Prompt diagnosis and rewrite workbench
Paste a rough AI prompt, see which instruction layers are missing, rebuild it into a clearer and more testable brief, compare the original signal with the rewrite additions, collect clarifying questions, and copy either the detailed version or the quick version.
The rewrite is built locally from your prompt and settings. Treat it as a better starting brief, then edit it for the facts and boundaries of the real task.

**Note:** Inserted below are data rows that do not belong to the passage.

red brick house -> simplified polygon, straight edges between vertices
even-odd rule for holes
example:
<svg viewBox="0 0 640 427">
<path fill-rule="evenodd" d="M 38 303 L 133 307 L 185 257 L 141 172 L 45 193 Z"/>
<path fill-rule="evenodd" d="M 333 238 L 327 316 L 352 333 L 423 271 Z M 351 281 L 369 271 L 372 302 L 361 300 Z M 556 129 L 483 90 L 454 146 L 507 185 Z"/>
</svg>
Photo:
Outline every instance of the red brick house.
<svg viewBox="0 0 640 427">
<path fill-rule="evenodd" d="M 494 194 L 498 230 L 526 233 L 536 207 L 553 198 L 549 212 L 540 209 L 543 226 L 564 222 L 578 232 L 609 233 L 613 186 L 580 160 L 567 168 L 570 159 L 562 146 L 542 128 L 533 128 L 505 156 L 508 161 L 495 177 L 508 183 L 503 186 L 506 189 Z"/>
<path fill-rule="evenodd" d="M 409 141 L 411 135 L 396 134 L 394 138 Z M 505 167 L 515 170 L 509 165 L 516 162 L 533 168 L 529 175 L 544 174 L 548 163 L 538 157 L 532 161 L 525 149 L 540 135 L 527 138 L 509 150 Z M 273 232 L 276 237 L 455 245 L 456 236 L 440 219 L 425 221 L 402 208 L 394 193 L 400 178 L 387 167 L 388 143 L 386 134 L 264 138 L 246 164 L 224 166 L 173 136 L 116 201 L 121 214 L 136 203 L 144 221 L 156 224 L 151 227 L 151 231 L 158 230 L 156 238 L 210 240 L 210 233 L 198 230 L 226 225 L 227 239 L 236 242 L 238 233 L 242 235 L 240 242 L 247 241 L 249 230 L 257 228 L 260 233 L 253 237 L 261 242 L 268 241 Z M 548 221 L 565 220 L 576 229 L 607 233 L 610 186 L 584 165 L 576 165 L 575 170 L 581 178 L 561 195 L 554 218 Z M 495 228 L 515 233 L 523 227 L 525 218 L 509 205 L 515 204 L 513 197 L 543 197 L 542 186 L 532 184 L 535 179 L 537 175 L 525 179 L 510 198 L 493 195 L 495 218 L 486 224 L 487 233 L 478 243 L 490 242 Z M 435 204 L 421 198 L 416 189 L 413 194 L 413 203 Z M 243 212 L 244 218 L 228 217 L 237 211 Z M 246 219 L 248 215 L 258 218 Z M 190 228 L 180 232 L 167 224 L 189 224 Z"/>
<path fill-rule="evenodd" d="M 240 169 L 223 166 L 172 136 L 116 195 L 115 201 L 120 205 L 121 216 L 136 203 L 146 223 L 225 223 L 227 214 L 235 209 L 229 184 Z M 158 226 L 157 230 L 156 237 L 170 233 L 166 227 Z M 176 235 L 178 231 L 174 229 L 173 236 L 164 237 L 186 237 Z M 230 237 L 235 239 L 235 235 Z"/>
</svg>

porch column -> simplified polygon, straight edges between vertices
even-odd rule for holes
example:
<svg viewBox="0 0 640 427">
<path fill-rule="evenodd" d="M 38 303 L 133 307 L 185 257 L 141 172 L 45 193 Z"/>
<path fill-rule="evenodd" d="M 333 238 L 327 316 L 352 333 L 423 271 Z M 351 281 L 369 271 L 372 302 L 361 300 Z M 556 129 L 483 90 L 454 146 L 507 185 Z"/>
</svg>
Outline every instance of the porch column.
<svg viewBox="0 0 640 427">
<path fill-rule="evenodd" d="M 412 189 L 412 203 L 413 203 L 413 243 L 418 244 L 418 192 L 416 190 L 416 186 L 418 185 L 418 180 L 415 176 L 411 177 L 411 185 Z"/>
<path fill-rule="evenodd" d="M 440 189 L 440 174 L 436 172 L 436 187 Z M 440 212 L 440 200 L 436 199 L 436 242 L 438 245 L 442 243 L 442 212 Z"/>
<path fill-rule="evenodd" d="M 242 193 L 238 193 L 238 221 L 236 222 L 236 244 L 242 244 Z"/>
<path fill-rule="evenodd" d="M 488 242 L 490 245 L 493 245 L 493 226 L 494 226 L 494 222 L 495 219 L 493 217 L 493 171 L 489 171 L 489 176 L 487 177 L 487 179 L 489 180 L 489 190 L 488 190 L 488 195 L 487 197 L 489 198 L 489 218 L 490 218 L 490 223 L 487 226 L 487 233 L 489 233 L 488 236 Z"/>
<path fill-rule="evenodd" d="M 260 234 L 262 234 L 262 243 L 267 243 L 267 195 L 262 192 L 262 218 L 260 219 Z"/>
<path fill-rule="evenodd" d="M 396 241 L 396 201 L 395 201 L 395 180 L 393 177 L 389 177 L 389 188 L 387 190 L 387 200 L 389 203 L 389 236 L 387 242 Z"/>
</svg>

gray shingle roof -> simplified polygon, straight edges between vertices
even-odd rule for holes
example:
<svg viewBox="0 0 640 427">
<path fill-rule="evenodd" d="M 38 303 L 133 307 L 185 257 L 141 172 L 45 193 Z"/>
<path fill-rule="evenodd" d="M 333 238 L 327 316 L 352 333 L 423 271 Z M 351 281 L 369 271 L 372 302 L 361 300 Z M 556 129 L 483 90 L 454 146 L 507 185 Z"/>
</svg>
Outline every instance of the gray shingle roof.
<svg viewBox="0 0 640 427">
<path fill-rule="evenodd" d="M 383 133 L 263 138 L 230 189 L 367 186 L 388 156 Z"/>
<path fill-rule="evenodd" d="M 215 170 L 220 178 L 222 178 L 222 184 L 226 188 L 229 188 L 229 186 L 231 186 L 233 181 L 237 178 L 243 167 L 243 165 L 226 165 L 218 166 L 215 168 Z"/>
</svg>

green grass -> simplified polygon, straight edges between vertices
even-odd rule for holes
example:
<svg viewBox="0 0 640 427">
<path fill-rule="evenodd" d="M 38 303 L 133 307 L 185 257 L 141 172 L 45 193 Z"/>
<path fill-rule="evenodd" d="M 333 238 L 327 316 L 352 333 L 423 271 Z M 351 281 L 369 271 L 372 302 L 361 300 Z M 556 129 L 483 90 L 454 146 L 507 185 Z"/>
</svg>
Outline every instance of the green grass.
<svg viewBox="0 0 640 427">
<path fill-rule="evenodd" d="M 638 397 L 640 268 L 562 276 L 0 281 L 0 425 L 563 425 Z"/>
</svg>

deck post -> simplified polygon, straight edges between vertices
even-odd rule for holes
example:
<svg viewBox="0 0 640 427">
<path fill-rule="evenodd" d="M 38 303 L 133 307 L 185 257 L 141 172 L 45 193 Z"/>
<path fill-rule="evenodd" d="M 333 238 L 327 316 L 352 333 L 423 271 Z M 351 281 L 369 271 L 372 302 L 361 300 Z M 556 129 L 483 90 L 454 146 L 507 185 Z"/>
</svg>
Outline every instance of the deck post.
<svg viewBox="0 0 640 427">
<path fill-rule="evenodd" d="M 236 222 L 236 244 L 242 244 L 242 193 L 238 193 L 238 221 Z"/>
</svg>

Why weak prompts need diagnosis before a rewrite
A weak prompt is usually not weak because it uses the wrong clever wording. It is weak because the job is underspecified. A request such as “write about DNS” leaves audience, purpose, depth, factual rules, output structure and success criteria open. The assistant fills those gaps somehow, and the result can sound smooth while still missing what the user needed.
This improver starts with diagnosis. It checks for signals of audience, deliverable, context, constraints, examples, evidence rules and verification. Then it rebuilds a clearer brief around the original request instead of replacing it with unrelated boilerplate. That makes the rewrite easier to trust: you can see which layer was present, which layer was added, and which question still deserves a human answer before the prompt is sent.

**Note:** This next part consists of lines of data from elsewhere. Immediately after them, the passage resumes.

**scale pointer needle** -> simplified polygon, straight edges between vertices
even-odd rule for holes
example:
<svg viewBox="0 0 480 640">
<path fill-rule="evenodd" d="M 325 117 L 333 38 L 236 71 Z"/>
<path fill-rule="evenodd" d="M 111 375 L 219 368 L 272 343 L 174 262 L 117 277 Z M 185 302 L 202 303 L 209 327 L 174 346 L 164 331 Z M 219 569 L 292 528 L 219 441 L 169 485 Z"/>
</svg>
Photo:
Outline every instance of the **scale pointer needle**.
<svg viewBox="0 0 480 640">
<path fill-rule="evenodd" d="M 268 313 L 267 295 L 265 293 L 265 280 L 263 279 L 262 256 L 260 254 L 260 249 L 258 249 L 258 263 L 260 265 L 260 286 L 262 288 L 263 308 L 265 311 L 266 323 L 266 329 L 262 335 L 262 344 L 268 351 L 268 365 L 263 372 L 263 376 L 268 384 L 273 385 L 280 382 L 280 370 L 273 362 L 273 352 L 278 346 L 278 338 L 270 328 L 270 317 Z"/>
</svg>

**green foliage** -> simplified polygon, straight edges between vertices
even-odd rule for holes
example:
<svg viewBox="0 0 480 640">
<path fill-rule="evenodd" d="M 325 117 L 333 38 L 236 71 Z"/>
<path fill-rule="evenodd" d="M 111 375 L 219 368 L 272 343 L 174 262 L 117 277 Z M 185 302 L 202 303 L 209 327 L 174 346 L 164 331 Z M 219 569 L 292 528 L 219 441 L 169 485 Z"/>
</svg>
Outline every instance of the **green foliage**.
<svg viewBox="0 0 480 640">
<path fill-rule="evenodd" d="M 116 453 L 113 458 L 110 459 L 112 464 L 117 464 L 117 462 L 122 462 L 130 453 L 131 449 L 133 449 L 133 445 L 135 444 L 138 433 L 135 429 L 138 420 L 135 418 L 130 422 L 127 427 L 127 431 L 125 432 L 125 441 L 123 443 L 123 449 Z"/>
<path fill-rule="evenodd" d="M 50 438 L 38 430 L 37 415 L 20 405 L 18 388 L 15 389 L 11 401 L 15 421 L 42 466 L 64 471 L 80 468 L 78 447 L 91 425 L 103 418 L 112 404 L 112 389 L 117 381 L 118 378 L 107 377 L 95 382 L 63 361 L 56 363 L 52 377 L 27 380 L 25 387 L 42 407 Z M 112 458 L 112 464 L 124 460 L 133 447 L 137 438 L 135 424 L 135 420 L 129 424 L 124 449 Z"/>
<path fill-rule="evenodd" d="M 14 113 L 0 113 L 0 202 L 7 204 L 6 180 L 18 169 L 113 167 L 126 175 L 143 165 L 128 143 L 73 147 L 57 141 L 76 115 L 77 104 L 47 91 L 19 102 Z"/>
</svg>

What a better prompt changes
Good improvement preserves intent while reducing guesswork. It can ask for a specific format, state the downstream reader, tell the assistant what facts may be used, ask for assumptions to be visible, and define a quality check. For code review it may shift emphasis toward bugs, regressions and tests. For SEO content it may add reader intent, real examples and honest limitations. For research it may add evidence handling and uncertainty.
- Summary scores instruction coverage before the rewrite.

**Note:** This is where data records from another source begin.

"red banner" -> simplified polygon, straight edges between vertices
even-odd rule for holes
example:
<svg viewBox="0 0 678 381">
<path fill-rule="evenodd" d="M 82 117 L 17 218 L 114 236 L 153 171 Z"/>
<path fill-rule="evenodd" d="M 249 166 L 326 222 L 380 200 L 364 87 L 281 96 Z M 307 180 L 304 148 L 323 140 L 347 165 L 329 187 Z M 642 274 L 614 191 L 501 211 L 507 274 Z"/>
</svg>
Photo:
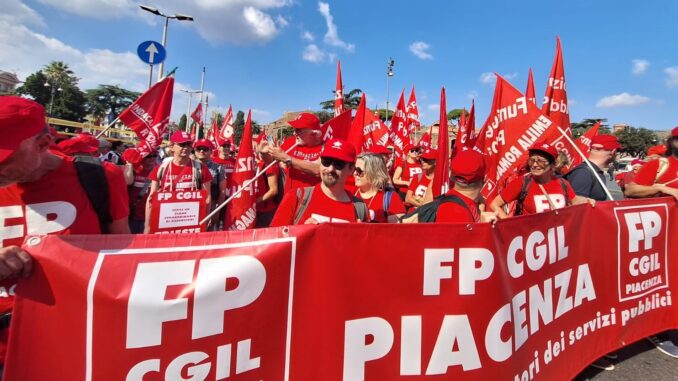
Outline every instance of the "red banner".
<svg viewBox="0 0 678 381">
<path fill-rule="evenodd" d="M 438 158 L 436 159 L 433 184 L 433 197 L 438 197 L 448 191 L 450 184 L 450 137 L 447 129 L 447 100 L 445 88 L 440 90 L 440 119 L 438 125 Z"/>
<path fill-rule="evenodd" d="M 239 148 L 235 172 L 230 182 L 230 194 L 235 194 L 243 187 L 244 189 L 235 196 L 226 209 L 226 220 L 224 221 L 226 230 L 253 229 L 257 224 L 256 182 L 251 181 L 257 172 L 254 148 L 252 147 L 252 110 L 247 112 Z"/>
<path fill-rule="evenodd" d="M 407 101 L 407 127 L 411 133 L 421 126 L 419 122 L 419 107 L 417 106 L 417 95 L 414 93 L 414 85 L 410 92 L 410 98 Z"/>
<path fill-rule="evenodd" d="M 678 328 L 677 223 L 663 198 L 495 227 L 29 237 L 4 379 L 571 379 Z"/>
<path fill-rule="evenodd" d="M 367 151 L 375 145 L 386 146 L 388 142 L 388 127 L 370 109 L 367 108 L 365 93 L 360 99 L 348 141 L 355 146 L 356 152 Z"/>
<path fill-rule="evenodd" d="M 525 89 L 525 97 L 527 97 L 527 100 L 534 103 L 535 105 L 537 104 L 537 95 L 534 90 L 534 77 L 532 76 L 532 68 L 530 68 L 530 72 L 527 74 L 527 88 Z"/>
<path fill-rule="evenodd" d="M 405 110 L 405 90 L 400 93 L 398 105 L 396 106 L 393 117 L 391 118 L 391 126 L 388 133 L 389 139 L 393 143 L 396 156 L 406 157 L 404 152 L 405 146 L 412 144 L 410 139 L 410 130 L 407 126 L 407 110 Z"/>
<path fill-rule="evenodd" d="M 344 112 L 344 85 L 341 82 L 341 61 L 337 61 L 337 87 L 334 90 L 334 116 Z"/>
<path fill-rule="evenodd" d="M 151 199 L 151 233 L 199 233 L 207 215 L 204 189 L 156 192 Z"/>
<path fill-rule="evenodd" d="M 351 131 L 352 111 L 350 109 L 346 110 L 320 126 L 323 141 L 330 139 L 348 140 L 348 135 Z"/>
</svg>

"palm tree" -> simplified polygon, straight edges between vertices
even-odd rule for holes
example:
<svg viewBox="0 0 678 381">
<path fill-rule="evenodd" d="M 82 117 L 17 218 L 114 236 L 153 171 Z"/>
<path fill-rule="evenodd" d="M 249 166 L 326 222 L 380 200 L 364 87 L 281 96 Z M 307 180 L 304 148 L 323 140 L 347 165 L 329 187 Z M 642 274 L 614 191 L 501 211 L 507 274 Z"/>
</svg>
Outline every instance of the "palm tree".
<svg viewBox="0 0 678 381">
<path fill-rule="evenodd" d="M 76 85 L 78 83 L 78 78 L 73 73 L 68 64 L 63 63 L 62 61 L 52 61 L 48 65 L 45 65 L 42 72 L 47 77 L 47 81 L 50 84 L 56 84 L 58 86 L 62 85 Z"/>
<path fill-rule="evenodd" d="M 344 93 L 344 108 L 349 110 L 355 110 L 360 105 L 360 96 L 363 93 L 360 89 L 353 89 L 349 92 Z M 334 91 L 332 91 L 334 94 Z M 320 106 L 323 110 L 334 110 L 334 99 L 326 100 L 320 102 Z"/>
</svg>

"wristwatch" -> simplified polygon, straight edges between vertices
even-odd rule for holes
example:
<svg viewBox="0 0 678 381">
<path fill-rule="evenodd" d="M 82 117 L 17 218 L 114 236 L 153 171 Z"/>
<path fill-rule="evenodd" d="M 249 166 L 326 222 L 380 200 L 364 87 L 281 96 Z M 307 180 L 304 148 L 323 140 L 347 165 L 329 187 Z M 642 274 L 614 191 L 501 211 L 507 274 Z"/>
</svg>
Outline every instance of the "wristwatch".
<svg viewBox="0 0 678 381">
<path fill-rule="evenodd" d="M 285 164 L 287 164 L 288 166 L 292 165 L 292 158 L 288 156 L 288 157 L 285 159 Z"/>
</svg>

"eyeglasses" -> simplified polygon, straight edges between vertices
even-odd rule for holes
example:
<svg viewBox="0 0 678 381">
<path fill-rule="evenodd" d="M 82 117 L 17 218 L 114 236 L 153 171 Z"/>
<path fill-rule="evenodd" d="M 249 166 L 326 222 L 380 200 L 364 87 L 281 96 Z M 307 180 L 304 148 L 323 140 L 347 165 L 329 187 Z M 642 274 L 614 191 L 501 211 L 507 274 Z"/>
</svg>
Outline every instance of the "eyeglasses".
<svg viewBox="0 0 678 381">
<path fill-rule="evenodd" d="M 362 169 L 362 168 L 355 167 L 355 168 L 353 169 L 353 173 L 354 173 L 357 177 L 363 177 L 363 176 L 365 176 L 365 170 Z"/>
<path fill-rule="evenodd" d="M 545 159 L 534 159 L 534 158 L 529 158 L 527 159 L 527 165 L 539 165 L 540 167 L 545 167 L 549 165 L 549 161 Z"/>
<path fill-rule="evenodd" d="M 331 159 L 329 157 L 321 157 L 320 164 L 322 164 L 323 167 L 329 167 L 331 165 L 337 171 L 341 171 L 348 163 L 343 160 Z"/>
<path fill-rule="evenodd" d="M 420 149 L 411 149 L 411 150 L 410 150 L 410 153 L 414 153 L 414 154 L 417 154 L 417 155 L 421 155 L 421 150 L 420 150 Z"/>
<path fill-rule="evenodd" d="M 158 155 L 148 155 L 146 156 L 146 159 L 155 159 L 156 157 L 158 157 Z"/>
<path fill-rule="evenodd" d="M 211 149 L 211 148 L 207 148 L 207 147 L 198 147 L 198 148 L 196 148 L 195 150 L 196 150 L 196 151 L 201 151 L 201 152 L 202 152 L 202 151 L 211 151 L 212 149 Z"/>
<path fill-rule="evenodd" d="M 426 164 L 434 164 L 436 159 L 419 159 L 419 161 Z"/>
<path fill-rule="evenodd" d="M 193 145 L 192 142 L 183 142 L 183 143 L 177 143 L 177 145 L 181 148 L 189 148 Z"/>
</svg>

- Improved prompt gives a detailed brief you can edit and send.
- What changed compares prompt ingredients instead of pretending to show a magical diff.
- Questions lists the missing decisions worth answering before quality work.
- Short version gives a tighter prompt when the surrounding chat already contains context.
How to improve prompts without making them robotic
- Keep the original intent visible so the rewrite does not become a generic framework.
- Add the audience and deliverable first; those two choices shape most of the answer.
- Add constraints where failure would matter: facts, scope, tone, files, examples or format.
- Prefer reviewable output shapes so the first answer can be corrected quickly.
- After the answer arrives, improve the weakest section with a focused follow-up instead of restarting from scratch.
Human editing still matters
A rewrite tool can expose missing pieces, but it cannot know the private facts in your head. If the original prompt says “fix the page” and you know the issue is mobile overflow after a theme change, that fact belongs in the prompt. If a draft will be published, human review still decides whether the examples are truthful, whether the tone fits the site, and whether the content helps a real person rather than merely satisfying a template.
Common questions
Should every prompt include examples?
No. Examples are most useful when format, tone or edge-case behavior matters. They are optional when the task and acceptance criteria are already very clear.
Why show questions instead of filling everything automatically?
Because some missing information is a real decision, not a wording problem. Guessing the audience or factual source can create a polished prompt that points at the wrong result.
Does a better prompt guarantee a correct answer?
No. It improves the brief. Factual work still needs verification, code work still needs review and tests, and published content still needs editorial judgment.
How do I turn a weak prompt into a strong one?
Add the role and goal, supply the missing context, state the output format and length, and list constraints and things to avoid. Replace vague verbs with specific instructions.
Does a longer prompt always work better?
No. Relevance beats length. Add detail that changes the answer and cut filler. A focused prompt with the right context outperforms a long rambling one.
Should I tell the model what not to do?
Yes, negative constraints help, but pair them with the positive instruction. Saying what to do instead of only what to avoid produces more reliable results.